Owning the AI labeling feedback loop

Diving deeper into

$1.1B/year Indeed for data labelers

Document
whether they can graduate from marketplaces with minimally differentiated supply & no switching cost for either customers or contractors into a stickier layer of data infrastructure
Analyzed 6 sources

The real moat in AI labeling is shifting from access to workers into ownership of the feedback loop that decides what data to collect, how to score it, and where the model is still weak. A marketplace can fill experts fast, but that alone is easy to swap out. The sticky layer is software and research that sits inside the customer workflow, audits labels, runs evals, and generates the next batch of training tasks. Handshake buying Cleanlab points directly at that transition.
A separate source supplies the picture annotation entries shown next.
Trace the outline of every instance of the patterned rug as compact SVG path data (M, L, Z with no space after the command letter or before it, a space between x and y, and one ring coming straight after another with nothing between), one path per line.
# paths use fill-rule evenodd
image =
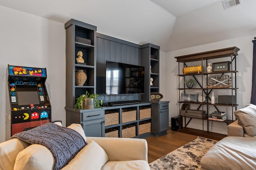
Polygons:
M199 170L201 158L217 141L197 138L149 164L151 170Z

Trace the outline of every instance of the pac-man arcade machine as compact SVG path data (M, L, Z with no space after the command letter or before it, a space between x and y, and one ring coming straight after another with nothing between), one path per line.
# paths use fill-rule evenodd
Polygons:
M45 86L46 68L8 64L7 74L6 140L50 122L51 108Z

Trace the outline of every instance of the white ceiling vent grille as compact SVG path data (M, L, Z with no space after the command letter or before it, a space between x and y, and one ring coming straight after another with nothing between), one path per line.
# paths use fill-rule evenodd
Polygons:
M236 6L242 4L242 0L226 0L222 1L224 9Z

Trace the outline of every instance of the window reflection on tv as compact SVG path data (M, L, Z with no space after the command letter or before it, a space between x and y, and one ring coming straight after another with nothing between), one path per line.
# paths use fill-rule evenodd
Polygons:
M144 68L106 61L106 94L144 93Z

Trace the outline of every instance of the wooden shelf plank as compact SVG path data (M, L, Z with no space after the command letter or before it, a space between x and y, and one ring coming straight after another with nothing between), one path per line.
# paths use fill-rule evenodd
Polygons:
M216 141L220 141L225 137L227 137L227 135L226 135L214 133L211 132L207 132L206 131L203 131L200 130L189 128L188 127L182 127L180 129L178 129L178 131L200 136L206 138L211 139L213 140Z
M239 50L240 50L240 49L236 47L232 47L224 49L176 57L175 58L177 59L176 61L177 62L185 63L199 61L201 60L208 60L237 55L238 55L237 52Z
M214 106L232 106L232 104L220 104L219 103L215 103L212 104L211 103L199 102L178 102L180 103L185 103L187 104L204 104L205 105L214 105ZM233 107L236 107L238 106L237 104L233 104Z

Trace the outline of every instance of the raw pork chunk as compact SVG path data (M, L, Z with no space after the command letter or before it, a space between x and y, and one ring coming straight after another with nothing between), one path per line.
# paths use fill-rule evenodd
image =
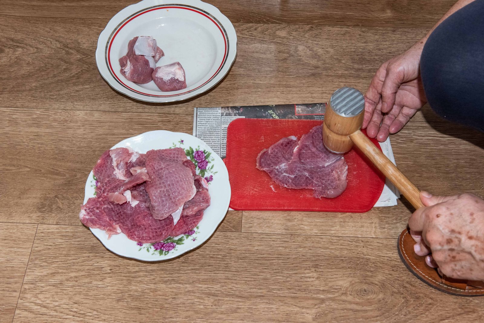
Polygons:
M149 56L124 56L120 59L120 72L128 81L138 84L150 83L151 74L156 67L154 59Z
M195 195L197 189L191 170L183 164L187 159L182 149L150 150L146 155L146 170L151 179L146 184L150 209L153 218L163 220L181 212L185 202Z
M325 147L322 126L311 129L299 141L294 136L283 138L263 150L257 157L257 168L288 189L310 189L317 198L332 198L346 189L348 167L342 155Z
M155 63L158 63L158 61L160 60L160 59L165 56L165 53L160 47L156 47L156 53L155 54L154 56L153 57L154 59L154 61Z
M164 92L178 91L186 88L185 70L179 62L158 66L151 75L156 86Z

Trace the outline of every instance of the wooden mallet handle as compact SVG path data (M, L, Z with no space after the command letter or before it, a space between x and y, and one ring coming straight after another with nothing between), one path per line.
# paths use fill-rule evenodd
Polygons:
M420 191L418 189L402 174L368 137L358 130L350 134L349 137L373 164L393 183L414 207L417 209L424 206L420 200Z
M345 87L335 91L324 115L324 146L333 152L343 153L356 145L412 205L416 208L423 206L418 189L360 130L364 108L364 98L356 88Z

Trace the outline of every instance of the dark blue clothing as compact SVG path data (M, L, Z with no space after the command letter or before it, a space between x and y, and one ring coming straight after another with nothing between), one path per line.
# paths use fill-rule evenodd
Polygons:
M432 109L484 132L484 0L469 3L436 28L420 64Z

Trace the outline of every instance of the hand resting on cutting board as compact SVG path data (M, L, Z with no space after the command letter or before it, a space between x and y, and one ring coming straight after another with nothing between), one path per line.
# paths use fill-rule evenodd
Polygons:
M458 279L484 280L484 200L464 193L420 194L425 206L408 220L415 253L431 267Z

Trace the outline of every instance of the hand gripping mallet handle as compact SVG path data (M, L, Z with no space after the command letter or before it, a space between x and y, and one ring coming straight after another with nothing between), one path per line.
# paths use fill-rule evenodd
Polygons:
M418 189L360 130L364 110L364 99L359 90L345 87L335 91L324 115L324 146L333 152L343 153L356 145L416 209L423 206Z

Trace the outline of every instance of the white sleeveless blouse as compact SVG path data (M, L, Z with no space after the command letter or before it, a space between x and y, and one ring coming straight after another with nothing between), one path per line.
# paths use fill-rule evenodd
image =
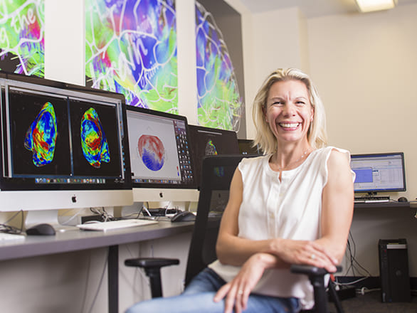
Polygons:
M254 240L273 238L314 240L321 235L322 193L327 181L327 159L332 147L313 151L298 167L279 173L268 164L270 155L243 159L238 165L243 181L238 216L238 236ZM354 181L354 173L352 171ZM209 267L230 282L241 267L221 264ZM303 309L314 305L312 287L305 275L287 269L266 270L253 292L273 297L295 297Z

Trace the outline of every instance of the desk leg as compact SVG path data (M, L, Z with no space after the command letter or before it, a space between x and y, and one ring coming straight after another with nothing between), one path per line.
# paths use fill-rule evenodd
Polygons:
M119 311L119 247L109 247L108 267L109 313Z

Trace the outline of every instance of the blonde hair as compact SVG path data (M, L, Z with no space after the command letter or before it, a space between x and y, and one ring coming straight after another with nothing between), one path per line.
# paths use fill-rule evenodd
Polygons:
M254 144L258 144L264 154L277 151L277 140L265 120L266 101L270 87L276 82L283 80L300 80L305 85L310 96L310 102L314 110L314 118L307 132L307 139L313 149L327 145L326 117L324 107L317 90L307 75L296 68L279 68L274 70L265 80L253 101L253 118L256 135Z

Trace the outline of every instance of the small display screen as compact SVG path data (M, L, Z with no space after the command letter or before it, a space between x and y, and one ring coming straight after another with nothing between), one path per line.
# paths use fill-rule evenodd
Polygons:
M357 193L406 191L403 152L353 154L350 165Z

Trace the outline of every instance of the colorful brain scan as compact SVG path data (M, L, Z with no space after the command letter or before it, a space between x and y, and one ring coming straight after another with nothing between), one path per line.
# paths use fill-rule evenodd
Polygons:
M93 107L85 111L81 119L81 147L85 159L95 169L100 169L102 162L110 161L107 139Z
M159 138L144 134L137 141L139 154L144 166L151 171L160 170L165 163L165 148Z
M85 76L130 105L178 114L172 0L85 0Z
M0 1L0 69L44 77L45 1Z
M213 15L196 1L199 124L234 130L243 112L235 69Z
M32 152L32 161L41 167L53 160L57 136L56 116L53 105L46 102L26 132L24 146Z
M206 149L204 149L204 152L206 155L217 155L217 149L216 149L216 146L213 142L213 140L208 139L207 143L206 144Z

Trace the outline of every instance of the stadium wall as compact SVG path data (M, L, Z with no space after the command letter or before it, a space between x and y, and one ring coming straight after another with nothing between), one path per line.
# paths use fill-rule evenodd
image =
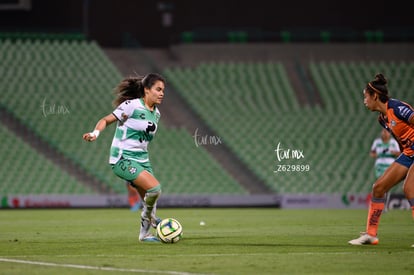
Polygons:
M0 31L82 32L117 47L131 35L144 46L198 41L358 41L413 39L408 2L32 0L30 9L1 10ZM374 18L374 19L373 19ZM382 33L380 32L380 34ZM241 36L240 36L241 35Z
M126 208L125 195L4 195L0 209L30 208ZM276 207L283 209L363 209L367 194L283 195L164 195L159 208L183 207ZM402 194L391 194L389 209L410 209Z

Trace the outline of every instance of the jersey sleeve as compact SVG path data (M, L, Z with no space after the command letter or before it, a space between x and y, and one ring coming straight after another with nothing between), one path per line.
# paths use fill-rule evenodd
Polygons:
M395 116L405 122L408 122L410 117L414 114L413 108L407 103L401 101L396 101L391 107L394 110Z
M112 112L112 114L120 121L125 122L134 112L134 106L131 100L126 100Z

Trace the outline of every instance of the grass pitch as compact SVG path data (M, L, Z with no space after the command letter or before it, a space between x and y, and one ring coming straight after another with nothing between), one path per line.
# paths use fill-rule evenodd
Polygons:
M409 211L383 214L377 246L347 241L366 210L159 209L176 244L138 242L128 209L0 210L0 274L413 274ZM205 225L200 225L204 221Z

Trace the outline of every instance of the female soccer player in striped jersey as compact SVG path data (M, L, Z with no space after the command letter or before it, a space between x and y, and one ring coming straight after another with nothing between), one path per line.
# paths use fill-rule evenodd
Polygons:
M405 102L390 98L387 80L377 74L364 89L364 104L379 112L380 124L390 131L400 144L402 153L379 177L372 187L369 203L366 232L357 239L350 240L352 245L378 244L378 225L384 210L385 194L404 179L404 193L411 205L414 218L414 109ZM413 245L414 247L414 245Z
M127 77L115 88L116 109L101 118L95 129L85 133L83 139L95 141L109 124L117 122L109 163L113 172L131 183L142 199L139 240L156 242L150 233L160 219L156 217L156 203L161 185L154 177L148 156L148 144L154 138L160 112L157 105L164 97L165 79L159 74L145 77Z

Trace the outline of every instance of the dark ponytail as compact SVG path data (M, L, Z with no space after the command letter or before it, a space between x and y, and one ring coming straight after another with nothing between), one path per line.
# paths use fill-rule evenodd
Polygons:
M390 99L388 95L387 83L388 81L385 76L379 73L375 75L374 80L368 82L365 89L370 95L373 95L374 93L378 94L379 100L382 103L385 103Z

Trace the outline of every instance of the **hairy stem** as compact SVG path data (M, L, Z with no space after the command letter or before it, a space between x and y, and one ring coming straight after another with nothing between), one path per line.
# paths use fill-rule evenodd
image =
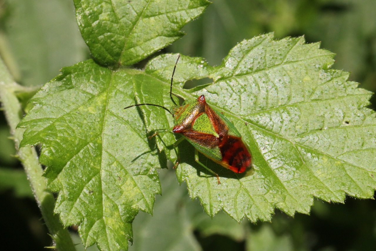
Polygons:
M15 93L16 91L28 90L29 90L14 83L0 59L0 99L17 149L18 149L24 129L17 128L23 112L21 104ZM25 169L34 197L53 240L54 247L60 250L76 250L68 230L60 223L59 216L54 214L55 199L52 193L45 190L45 179L42 176L43 170L38 163L35 149L33 147L22 148L18 150L17 155Z

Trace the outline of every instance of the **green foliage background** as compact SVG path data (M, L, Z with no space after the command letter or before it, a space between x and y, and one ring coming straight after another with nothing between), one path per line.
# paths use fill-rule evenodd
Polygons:
M305 35L307 42L321 41L321 48L337 53L334 68L351 72L351 80L376 91L374 1L213 2L203 15L183 28L186 35L162 52L202 57L216 65L243 39L271 31L277 38ZM89 57L71 1L0 1L0 54L15 80L25 85L43 84L61 67ZM374 96L373 99L374 105ZM7 138L3 117L1 123L0 167L19 167L9 157L15 152ZM211 221L198 201L191 201L185 185L179 186L173 172L161 176L164 196L157 196L153 217L141 212L136 218L130 250L374 249L373 201L349 198L342 205L317 200L310 216L297 214L293 218L277 211L270 223L255 225L245 221L238 224L221 213ZM0 179L14 181L0 181L0 203L6 205L2 220L11 233L2 236L5 243L28 250L49 245L38 220L38 210L33 199L27 198L30 193L25 189L26 177L18 171L7 170L0 173ZM15 233L17 235L12 239ZM16 240L20 238L22 243Z

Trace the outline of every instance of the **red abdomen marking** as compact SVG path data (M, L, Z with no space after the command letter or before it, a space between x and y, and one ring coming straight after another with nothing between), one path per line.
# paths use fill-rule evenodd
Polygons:
M252 165L252 157L241 138L232 136L222 139L219 144L222 161L233 172L241 173Z

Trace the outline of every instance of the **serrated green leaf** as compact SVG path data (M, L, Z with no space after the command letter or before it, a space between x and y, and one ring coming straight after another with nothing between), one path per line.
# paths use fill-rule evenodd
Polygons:
M371 94L346 82L347 73L329 70L333 56L318 44L305 44L303 38L275 41L267 34L237 46L209 74L214 83L205 89L191 94L173 88L188 100L205 94L209 105L234 122L253 155L254 170L245 175L200 155L219 175L218 185L195 163L193 147L179 145L178 178L187 182L192 198L198 197L209 215L222 209L238 221L245 216L267 221L274 208L290 215L308 213L314 196L341 202L346 194L372 197L376 120L365 108ZM157 88L145 78L135 81L138 102L149 102L152 94L145 95L146 90ZM169 83L163 84L158 93L167 95ZM163 100L167 105L168 99ZM149 131L172 125L170 116L161 113L155 116L163 123L147 118L152 110L164 111L140 107ZM166 145L173 143L163 139Z
M21 147L42 143L47 188L59 192L55 211L64 225L79 224L86 247L127 250L135 216L139 209L151 213L160 193L158 156L139 114L123 109L134 102L138 73L92 60L64 68L33 97L19 125L27 127Z
M314 196L338 202L346 194L372 197L376 121L364 108L370 93L346 82L346 73L328 70L333 55L303 38L276 41L267 34L240 43L215 67L182 56L173 93L188 101L205 94L234 123L253 155L253 169L241 174L200 155L219 175L218 185L195 162L193 147L179 145L178 180L209 215L222 209L238 221L266 221L275 208L291 215L309 213ZM55 211L65 225L80 224L86 246L97 242L102 250L126 249L138 210L152 211L160 192L155 168L166 164L155 140L174 161L170 153L178 136L148 140L143 120L149 133L173 125L165 110L123 108L135 98L169 108L177 57L158 57L144 71L111 70L92 61L65 68L33 98L20 124L27 128L22 146L43 144L48 188L60 192ZM182 88L186 80L205 77L214 82L197 91Z
M207 0L74 0L84 40L101 64L130 65L183 36Z

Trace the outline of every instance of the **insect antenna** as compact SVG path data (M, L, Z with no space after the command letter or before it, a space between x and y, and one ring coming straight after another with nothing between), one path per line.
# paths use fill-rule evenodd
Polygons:
M172 113L171 113L171 111L170 111L170 110L169 110L167 108L166 108L164 106L162 106L161 105L155 105L154 104L148 104L148 103L137 104L136 105L130 105L129 106L127 106L124 109L128 109L128 108L130 108L131 107L133 107L133 106L139 106L140 105L153 105L155 106L158 106L158 107L161 107L162 108L163 108L164 110L166 110L166 111L167 111L169 113L170 113L170 114L172 114Z
M176 64L177 64L177 61L179 61L179 59L180 58L180 54L177 56L177 59L176 59L176 62L175 63L175 66L174 67L174 70L172 72L172 76L171 76L171 85L170 87L170 98L171 99L171 100L172 100L172 102L175 104L175 105L177 105L176 103L175 102L174 100L174 99L172 98L172 96L171 95L171 93L172 92L172 82L174 79L174 74L175 74L175 70L176 68Z

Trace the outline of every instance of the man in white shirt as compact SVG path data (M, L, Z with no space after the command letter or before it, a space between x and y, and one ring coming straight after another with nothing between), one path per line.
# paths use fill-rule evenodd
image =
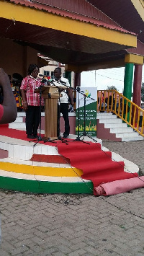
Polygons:
M60 97L60 105L58 105L58 137L60 136L60 114L63 114L65 121L65 131L63 133L63 138L68 138L70 133L70 125L68 119L68 97L71 100L71 104L74 105L72 90L70 87L69 81L67 79L61 76L61 69L60 67L55 68L54 70L55 81L62 83L66 86L66 89L62 89L60 94L62 97Z

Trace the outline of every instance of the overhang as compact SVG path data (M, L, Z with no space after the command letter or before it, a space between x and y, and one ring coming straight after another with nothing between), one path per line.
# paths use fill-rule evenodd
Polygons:
M89 63L96 56L137 45L136 35L114 22L54 14L40 3L38 7L20 2L0 1L0 37L30 45L62 63Z

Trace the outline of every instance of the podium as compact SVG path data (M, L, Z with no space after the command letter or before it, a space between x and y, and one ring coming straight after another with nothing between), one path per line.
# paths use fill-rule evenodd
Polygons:
M42 97L45 99L45 137L44 139L56 139L58 125L58 99L61 97L59 89L66 86L47 85L42 87Z

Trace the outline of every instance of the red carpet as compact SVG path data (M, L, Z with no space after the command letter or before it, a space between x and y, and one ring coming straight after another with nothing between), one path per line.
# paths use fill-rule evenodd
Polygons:
M94 187L94 190L96 195L111 195L128 192L139 187L144 187L144 176L102 184Z
M80 141L58 145L58 152L70 159L71 166L83 170L82 178L91 180L94 187L114 180L130 179L138 174L124 172L123 162L114 162L111 152L101 150L99 144L86 144Z
M8 125L0 125L0 135L30 141L27 138L25 131L9 129ZM57 146L58 153L69 159L71 166L83 170L82 178L91 180L94 187L102 183L138 176L137 173L130 174L124 172L124 162L112 161L111 152L102 151L99 144L87 144L81 141L71 141L67 145L60 141L55 142L47 142L46 144ZM94 193L96 193L94 190Z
  • Pure labor marketplaces are vulnerable because both sides can multi home. In labor markets, stickiness comes from proprietary performance data, workflow software, payments, compliance, and reputation systems that make repeat work easier than starting over elsewhere. That is the playbook Handshake needs to copy for AI data work.
  • The category leaders are already moving up stack. Mercor now sells benchmarks, eval environments, and research tooling alongside expert supply, while Surge publishes RL environments and benchmark research. That changes the product from finding people for a task into helping labs measure model quality and train the next version.
  • Handshake starts with a strong wedge, a deep pool of credentialed students, graduates, and experts, and that drove a jump from about $190M annualized revenue in 2024 to about $1.1B by April 2026. But marketplace economics are thinner, with contractor payouts taking much of gross revenue, so owning higher margin infrastructure matters for durability.

The next phase of this market belongs to companies that turn human data work into an always on system for post training, evals, safety checks, and agent environments. If Handshake can make Cleanlab style quality software part of every customer loop, it moves from being a vendor labs hire project by project into infrastructure they build their model pipeline around.